I wanted performance improvements to Dhall for my own improvements (a 3000-line file admittedly), but with the intention to create a Dhall language server I think this might become more important - being able to normalize expressions within the editor would be really cool.

One of the notable areas for improvement is interning identifiers prior to doing anything with typechecking or normalization. Basically, this would entail creating an IntMap storing the user’s identifiers (stored as `Text); then comparisons between identifiers would be much faster - since compilers contain many such comparisons it would hopefully improve performance of normalization a good deal.

I don’t quite have the time to implement this now (though I may be interested in implementing it in the future) but I figured I’d ask: is there any interest in interning identifiers in the Haskell implementation? It would be a big project so I would want buy-in from those who would be reviewing a future pull request.


In regard to Dhall language server, the question that concerns me a lot is the size of the dhall programs that people use. Since dhall being used mostly for templating, the size of resulting dhall program with all imports inlined could be huge. What is worse I think even the sheer byte size of type info can be quite large. This might be “OK” in a command mode, but a LSP server must run continuously, can have multiple files open, and on top of that it is preferrable to have large number of intermediate caches, to speed up compilation (I think user would expect at least <1s delay). And refactoring support or type hints or advanced goto definition are totally dependant on LSP having complete type-checked AST in memory.
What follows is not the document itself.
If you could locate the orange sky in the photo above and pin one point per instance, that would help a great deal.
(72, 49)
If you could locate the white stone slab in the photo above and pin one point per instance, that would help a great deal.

So from my standpoint this issue is extremely relevant. I don’t know, but maybe with quick normalization we might be able to cache not only simple things like strings in compiler but entire sub-expressions which sounds a pretty cool thing.

Note, I’m myself Dhall noobie, don’t take my answer too seriously.

(Gabriel Gonzalez) #3

I believe NbE type checking + conversion checking will solve these performance issues when that work is completed

(Vanessa McHale) #4

Yeah. I’m not even sure how LSP integration would work given that there’s such reliance on HTTP & whatnot. But it’s something I am interested in.

I think Dhall does rely quite heavily on large files… not sure how to solve that, though.


Well http is less of a problem, because we can rely on perfect caching. As long as sha sum hasn’t changed we can keep file in the local cache forever. Even if that’s not the case with some meaningful timeout the problem can be mitigated.

(Gabriel Gonzalez) #6

I think @vmchale has a point that the LSP performance will deteriorate if the code has any remote imports that aren’t protected by a semantic integrity check. The main solutions I can think of are:

  • Make it easier to use semantic integrity checks within the IDE (which the Google Summer of Code project does propose)
  • Imperfectly cache imports for an IDE session with an option to invalidate the cache or automatically expire after some duration
  • Debounce requests so that imports aren’t fetched as often

My preference is probably to lean on semantic integrity checks and make them easier to use within an IDE because I think in most cases pinning a remote import is the right thing to do anyway.